Is it because the powers that be care more about power and resources and money? Is it that coltan, the mineral that keeps our cell phones and computers in play, is more important than the bodies and souls of little Congolese girls? International mining companies have significant economic investment in the DRC and I fear they privilege economic interest over the bodies of women. We in the west with our cell phones and play station and computers filled with minerals extracted on the bodies of women. We in the West leaving the women in the forests to be raped and tortured. Is it the British and US guilt over terrible inaction in Rwanda (which allowed genocide), which now allows them to turn a blind eye to Rwanda’s role in the femicide and murder of the Congolese?

Is it simply that the UN and most governments are run and controlled by men who have never known what it feels like to have bayonet shoved up their vagina or who have never lost a bladder and rectum and then had to wait for months for a pouch for their urine and feces so they could be freed from sitting in a wretched smell exiled from everyone and everywhere? Is it that they won’t allow themselves to imagine what this feels like? Or is it that patriarchy has so normalized violence against women that none of this shocks or disturbs them? Is it that they know that for patriarchy to continue, for them to keep their power, this violence must continue as well?

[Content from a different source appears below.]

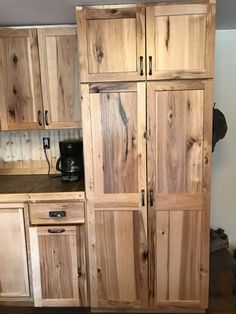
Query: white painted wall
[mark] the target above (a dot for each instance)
(223, 208)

What is happening in the DRC is the worst violence towards women in the world. If it continues to go unchecked, unstopped, if there continues to be complete impunity it sets a precedent, a standard, it expands the boundaries of what now becomes permissible to do to women’s bodies in the name of exploitation and greed everywhere. Already it is spreading. Just this week I received an email that documented that Congolese soldiers are kidnapping and selling young Congolese girls between 12 and 16 years of age to Angolan soldiers. This impunity sends a signal to the world that the bodies of women and children will be the new battleground on which cheap wars will be fought. It says the international community is willing to sacrifice African women and girls to get the resources it needs. And we know as resources become more precious, more and more women, first the poor and marginalized, then the rest will be sacrificed.

Women in the Congo are some of the most resilient women in the world. They need protection. I ask you—fund a training program for Congolese women police officers. Address our role in plundering minerals and demand that companies trace the routes of these minerals. Make sure they are making and selling rape-free-products. Put pressure on Rwanda, Congo, Uganda and other countries in the Great Lakes region to sit down with all the militias involved in this conflict to find a political solution. Military solutions are no longer an option and will only bring about more rape. Most of all support the women. Because women are at the center of this horror, they must be at the center of the solutions and peace negotiations. Supply funds for women’s medical and psychological care, for educational and economic empowerment. Women are the future of the DRC. They are her greatest resource.

Yet, in Eastern Congo, 1100 women are being raped each month. More Noella’s are being raped as I speak. Where is the United States? I implore you - lead the world. Take action. Make this your mission.

Let the Congo be where we ended femicide, the trend that is madly eviscerating this planet—from the floggings in Pakistan, the new rape laws in Afghanistan, the ongoing rapes in Haiti, Darfur, Zimbabwe, the daily battering, incest, harassing, trafficking, enslaving, genital cutting and honor killing. Let the Congo be the place where women were finally cherished and life affirmed, where the humiliation and subjugation ended, where women took their rightful agency over their bodies and land. Where the US led the world in standing against against rape and femicide, where the US stood for women.